Nearly half of employers are offering no salary rise or people who work there are unaware of any plans to do so, according to research by the Chartered Management Institute [CMI].
The survey of 1,000 UK employees also showed that a third of private sector managers is concerned about the financial strength of their organisation. Half of the employers are offering basic pay awards, said to represent on average a 2.8% rise, while inflation is currently at 7%. Of those increases, pay awards in the private sector are higher than public sector, at 3.2% compared to 2.4% for the public sector.
The research also showed that a third of managers have seen an increase in requests from their direct reports for pay raises, above basic pay awards. A third of managers themselves are thinking about requesting a pay rise, above basic pay awards, to meet the rising costs of living.
Only one in five employers are planning action to support staff as a direct result of the cost of living crisis (with, for example, cycle to work schemes, eye care vouchers, employee assistance programmes and free tea, coffee and cold drinks). 57% of all managers say their organisation hasn’t taken any actions or didn’t know if there were plans to cope with rising business costs. Where respondents did know, measures such as contract negotiations, budget reductions and streamlining expenditure were cited.
Anthony Painter, Director of Policy at CMI, said: “Cost pressures are hitting employers and employees alike, and something in the system will have to give. There is a great cost squeeze with employees under financial pressure.

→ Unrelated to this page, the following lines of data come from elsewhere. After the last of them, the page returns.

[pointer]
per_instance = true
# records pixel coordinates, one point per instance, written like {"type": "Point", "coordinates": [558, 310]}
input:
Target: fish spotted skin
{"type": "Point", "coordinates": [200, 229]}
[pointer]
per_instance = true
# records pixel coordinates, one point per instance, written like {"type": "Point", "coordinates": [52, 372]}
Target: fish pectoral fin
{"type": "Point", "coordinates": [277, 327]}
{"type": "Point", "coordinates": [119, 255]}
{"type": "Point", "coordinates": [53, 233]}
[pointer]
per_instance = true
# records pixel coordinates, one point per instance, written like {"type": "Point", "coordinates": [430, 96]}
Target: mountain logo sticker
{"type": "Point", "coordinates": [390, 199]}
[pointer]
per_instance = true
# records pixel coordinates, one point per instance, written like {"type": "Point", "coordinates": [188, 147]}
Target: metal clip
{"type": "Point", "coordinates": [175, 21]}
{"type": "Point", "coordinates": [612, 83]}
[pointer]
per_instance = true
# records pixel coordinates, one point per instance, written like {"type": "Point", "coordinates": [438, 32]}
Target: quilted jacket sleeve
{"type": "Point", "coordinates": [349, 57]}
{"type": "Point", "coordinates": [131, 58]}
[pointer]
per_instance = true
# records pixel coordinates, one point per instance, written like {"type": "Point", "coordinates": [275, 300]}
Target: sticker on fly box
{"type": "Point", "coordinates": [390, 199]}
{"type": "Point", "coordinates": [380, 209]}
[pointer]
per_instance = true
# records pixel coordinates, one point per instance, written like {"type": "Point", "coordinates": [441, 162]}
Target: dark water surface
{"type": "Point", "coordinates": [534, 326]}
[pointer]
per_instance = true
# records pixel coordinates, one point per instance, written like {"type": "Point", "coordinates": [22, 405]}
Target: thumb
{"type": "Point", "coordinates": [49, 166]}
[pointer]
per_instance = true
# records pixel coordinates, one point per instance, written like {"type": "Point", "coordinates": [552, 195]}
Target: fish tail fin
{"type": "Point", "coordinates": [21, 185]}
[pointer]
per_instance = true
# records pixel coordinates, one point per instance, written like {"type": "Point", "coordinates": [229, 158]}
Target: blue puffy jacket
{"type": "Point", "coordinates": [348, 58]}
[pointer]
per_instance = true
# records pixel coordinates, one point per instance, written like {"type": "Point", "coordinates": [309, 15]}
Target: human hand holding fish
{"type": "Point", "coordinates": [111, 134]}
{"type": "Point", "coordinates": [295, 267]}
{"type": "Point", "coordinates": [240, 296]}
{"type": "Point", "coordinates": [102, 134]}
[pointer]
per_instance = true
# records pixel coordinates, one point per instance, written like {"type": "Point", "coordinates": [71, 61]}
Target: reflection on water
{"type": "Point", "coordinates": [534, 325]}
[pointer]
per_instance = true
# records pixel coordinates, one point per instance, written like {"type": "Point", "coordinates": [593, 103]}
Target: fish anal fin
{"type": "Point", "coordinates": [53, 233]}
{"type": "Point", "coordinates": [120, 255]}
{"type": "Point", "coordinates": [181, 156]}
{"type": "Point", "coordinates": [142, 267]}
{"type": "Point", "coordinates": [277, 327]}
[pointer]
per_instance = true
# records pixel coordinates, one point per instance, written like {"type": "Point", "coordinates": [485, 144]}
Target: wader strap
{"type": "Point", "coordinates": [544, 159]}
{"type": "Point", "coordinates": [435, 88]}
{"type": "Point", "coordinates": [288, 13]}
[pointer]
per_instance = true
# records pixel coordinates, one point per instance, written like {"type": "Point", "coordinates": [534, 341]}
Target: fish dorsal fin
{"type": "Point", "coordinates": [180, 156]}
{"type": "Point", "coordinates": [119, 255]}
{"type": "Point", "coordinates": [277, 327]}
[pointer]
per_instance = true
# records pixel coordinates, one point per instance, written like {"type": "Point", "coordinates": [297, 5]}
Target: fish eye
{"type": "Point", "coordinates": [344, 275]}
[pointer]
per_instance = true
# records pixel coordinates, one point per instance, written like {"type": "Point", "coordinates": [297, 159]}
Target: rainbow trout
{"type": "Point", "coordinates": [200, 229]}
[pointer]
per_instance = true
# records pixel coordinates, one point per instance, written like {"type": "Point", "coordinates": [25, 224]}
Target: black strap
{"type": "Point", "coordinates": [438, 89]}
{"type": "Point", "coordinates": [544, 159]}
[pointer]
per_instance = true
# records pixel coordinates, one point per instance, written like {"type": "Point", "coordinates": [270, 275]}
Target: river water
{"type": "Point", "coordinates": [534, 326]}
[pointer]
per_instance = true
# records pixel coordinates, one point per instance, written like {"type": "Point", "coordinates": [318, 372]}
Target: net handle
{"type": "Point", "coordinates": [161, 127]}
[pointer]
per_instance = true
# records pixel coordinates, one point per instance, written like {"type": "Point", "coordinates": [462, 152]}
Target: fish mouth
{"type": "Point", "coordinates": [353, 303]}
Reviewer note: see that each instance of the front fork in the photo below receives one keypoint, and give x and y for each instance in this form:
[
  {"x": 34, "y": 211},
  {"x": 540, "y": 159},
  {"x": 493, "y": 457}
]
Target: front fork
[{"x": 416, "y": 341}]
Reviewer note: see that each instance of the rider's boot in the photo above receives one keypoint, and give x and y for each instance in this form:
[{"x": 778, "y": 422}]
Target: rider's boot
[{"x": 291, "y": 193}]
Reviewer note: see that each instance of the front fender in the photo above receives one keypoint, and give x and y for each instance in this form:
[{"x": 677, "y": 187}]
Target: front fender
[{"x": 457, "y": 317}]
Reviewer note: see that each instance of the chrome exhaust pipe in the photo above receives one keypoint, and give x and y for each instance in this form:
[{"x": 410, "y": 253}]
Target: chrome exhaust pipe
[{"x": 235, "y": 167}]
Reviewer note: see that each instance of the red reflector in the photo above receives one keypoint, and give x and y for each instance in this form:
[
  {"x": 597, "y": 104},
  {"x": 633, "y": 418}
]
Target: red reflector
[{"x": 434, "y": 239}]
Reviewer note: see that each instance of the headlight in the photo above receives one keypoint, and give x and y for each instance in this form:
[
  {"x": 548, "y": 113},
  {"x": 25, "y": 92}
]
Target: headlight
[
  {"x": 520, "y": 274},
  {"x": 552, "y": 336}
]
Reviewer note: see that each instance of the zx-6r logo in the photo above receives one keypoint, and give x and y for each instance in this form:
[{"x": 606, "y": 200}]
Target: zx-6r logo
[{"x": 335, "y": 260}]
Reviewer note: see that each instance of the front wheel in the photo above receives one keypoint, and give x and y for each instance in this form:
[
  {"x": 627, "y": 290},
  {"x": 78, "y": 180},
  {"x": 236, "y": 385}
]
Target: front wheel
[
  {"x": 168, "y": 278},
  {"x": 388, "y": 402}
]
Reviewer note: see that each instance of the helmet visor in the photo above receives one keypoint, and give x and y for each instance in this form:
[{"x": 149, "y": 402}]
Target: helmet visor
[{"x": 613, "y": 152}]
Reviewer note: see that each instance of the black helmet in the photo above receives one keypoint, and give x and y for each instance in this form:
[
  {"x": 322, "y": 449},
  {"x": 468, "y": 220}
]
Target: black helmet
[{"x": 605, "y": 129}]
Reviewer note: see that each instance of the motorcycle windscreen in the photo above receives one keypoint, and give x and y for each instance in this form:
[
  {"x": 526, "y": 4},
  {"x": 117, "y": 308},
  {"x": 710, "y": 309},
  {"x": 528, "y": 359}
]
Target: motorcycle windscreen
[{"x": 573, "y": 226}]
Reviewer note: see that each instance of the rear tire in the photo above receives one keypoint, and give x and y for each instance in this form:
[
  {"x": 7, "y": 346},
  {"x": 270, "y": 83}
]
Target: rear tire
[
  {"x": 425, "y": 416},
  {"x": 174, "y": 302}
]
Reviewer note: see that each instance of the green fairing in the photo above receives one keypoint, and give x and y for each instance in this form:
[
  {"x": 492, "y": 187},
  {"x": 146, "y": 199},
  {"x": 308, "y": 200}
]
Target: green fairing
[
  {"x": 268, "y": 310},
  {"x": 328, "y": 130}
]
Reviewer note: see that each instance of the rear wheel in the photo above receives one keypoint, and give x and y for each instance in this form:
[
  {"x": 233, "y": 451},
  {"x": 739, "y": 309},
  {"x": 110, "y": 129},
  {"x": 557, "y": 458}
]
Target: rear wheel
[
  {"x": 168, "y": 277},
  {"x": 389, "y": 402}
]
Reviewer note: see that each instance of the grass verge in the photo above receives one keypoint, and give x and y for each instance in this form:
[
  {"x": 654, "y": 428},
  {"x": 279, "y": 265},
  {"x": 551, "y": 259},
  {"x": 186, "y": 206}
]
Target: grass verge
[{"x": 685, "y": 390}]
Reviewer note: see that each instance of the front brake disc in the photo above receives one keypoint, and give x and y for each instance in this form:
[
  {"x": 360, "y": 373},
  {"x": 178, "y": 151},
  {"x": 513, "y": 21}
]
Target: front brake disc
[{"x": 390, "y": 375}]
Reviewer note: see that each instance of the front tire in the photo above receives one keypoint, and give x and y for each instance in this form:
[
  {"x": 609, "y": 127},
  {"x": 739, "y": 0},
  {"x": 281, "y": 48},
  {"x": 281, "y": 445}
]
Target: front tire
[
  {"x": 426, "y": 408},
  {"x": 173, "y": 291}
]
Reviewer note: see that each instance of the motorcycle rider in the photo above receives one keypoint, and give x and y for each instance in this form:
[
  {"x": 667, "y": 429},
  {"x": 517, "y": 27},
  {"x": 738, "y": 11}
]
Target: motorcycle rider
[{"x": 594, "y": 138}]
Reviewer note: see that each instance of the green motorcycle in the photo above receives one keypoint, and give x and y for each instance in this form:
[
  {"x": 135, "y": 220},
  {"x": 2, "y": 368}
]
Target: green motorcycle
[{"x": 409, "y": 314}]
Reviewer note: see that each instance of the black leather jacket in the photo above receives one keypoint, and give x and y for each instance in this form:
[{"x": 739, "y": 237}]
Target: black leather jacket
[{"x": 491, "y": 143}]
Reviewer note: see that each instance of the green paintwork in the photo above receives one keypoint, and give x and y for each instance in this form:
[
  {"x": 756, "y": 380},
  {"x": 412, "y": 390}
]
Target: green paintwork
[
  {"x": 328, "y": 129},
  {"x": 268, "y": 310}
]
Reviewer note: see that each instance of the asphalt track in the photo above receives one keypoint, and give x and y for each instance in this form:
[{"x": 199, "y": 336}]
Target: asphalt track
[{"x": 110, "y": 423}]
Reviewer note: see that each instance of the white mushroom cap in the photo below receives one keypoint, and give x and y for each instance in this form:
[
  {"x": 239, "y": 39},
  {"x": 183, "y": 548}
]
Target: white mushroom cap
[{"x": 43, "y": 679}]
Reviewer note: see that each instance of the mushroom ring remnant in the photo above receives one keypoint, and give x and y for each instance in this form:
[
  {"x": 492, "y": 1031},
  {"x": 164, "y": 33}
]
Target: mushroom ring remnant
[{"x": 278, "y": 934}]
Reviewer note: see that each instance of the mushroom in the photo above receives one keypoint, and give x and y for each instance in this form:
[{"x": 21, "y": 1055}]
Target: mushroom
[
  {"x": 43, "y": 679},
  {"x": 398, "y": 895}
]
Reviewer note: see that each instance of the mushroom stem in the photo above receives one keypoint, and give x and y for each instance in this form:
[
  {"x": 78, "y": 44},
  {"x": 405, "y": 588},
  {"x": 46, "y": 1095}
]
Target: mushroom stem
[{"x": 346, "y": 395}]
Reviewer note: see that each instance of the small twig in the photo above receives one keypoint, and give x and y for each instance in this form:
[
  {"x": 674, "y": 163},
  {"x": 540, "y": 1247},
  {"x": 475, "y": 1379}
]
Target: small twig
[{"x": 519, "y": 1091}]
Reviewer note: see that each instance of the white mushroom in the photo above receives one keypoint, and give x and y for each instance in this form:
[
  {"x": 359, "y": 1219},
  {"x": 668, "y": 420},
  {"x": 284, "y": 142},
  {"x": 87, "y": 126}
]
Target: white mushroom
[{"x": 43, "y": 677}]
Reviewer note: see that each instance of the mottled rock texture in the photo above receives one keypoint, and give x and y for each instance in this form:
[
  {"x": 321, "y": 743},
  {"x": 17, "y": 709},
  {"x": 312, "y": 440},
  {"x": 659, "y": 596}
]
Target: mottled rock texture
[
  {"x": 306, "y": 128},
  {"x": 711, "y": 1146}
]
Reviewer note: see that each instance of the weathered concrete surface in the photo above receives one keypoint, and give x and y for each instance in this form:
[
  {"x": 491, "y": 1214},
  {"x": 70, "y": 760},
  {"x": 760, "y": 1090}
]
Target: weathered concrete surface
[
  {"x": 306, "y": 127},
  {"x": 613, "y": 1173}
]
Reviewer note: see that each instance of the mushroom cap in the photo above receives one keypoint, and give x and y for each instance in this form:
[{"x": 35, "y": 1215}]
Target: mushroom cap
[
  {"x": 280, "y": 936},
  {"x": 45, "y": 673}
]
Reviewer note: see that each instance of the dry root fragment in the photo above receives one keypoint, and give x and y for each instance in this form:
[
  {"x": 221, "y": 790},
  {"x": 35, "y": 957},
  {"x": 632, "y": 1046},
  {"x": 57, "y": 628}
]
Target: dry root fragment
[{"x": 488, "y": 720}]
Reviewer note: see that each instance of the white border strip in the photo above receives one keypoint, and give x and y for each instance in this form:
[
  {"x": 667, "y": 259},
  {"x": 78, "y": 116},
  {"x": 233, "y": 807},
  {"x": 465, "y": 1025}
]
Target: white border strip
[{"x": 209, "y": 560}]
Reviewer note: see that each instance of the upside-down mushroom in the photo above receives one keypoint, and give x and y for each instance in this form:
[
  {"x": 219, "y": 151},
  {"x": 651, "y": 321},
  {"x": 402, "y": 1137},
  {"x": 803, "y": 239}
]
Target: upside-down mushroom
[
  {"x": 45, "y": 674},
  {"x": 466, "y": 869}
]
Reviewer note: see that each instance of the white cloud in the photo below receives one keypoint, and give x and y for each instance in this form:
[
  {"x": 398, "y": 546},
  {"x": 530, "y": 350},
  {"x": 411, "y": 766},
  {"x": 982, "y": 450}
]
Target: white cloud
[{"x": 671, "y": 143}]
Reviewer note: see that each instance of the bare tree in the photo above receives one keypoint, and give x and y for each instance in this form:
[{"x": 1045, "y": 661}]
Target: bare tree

Businesses also face the squeeze as they face a potential downtick in wider consumer confidence, and higher prices for materials, supply chain issues and higher production costs. Add to this that we’ve not really seen the full effects of the Ukraine conflict filter through yet, and it’s clear that pressure is mounting across the board and there are undoubtedly some rocky times ahead.”
CMI is advising businesses and organisations to provide support for staff facing rising costs, including financial capacity training, be more agile, invest in upskilling and future proof their businesses against ongoing economic shocks through, for instance, reviewing their supply chain.
Painter said the Government’s Spring Statement did not provide enough support to businesses and added that pressures are likely to mount. “Government will need to act by autumn at the latest,” he said.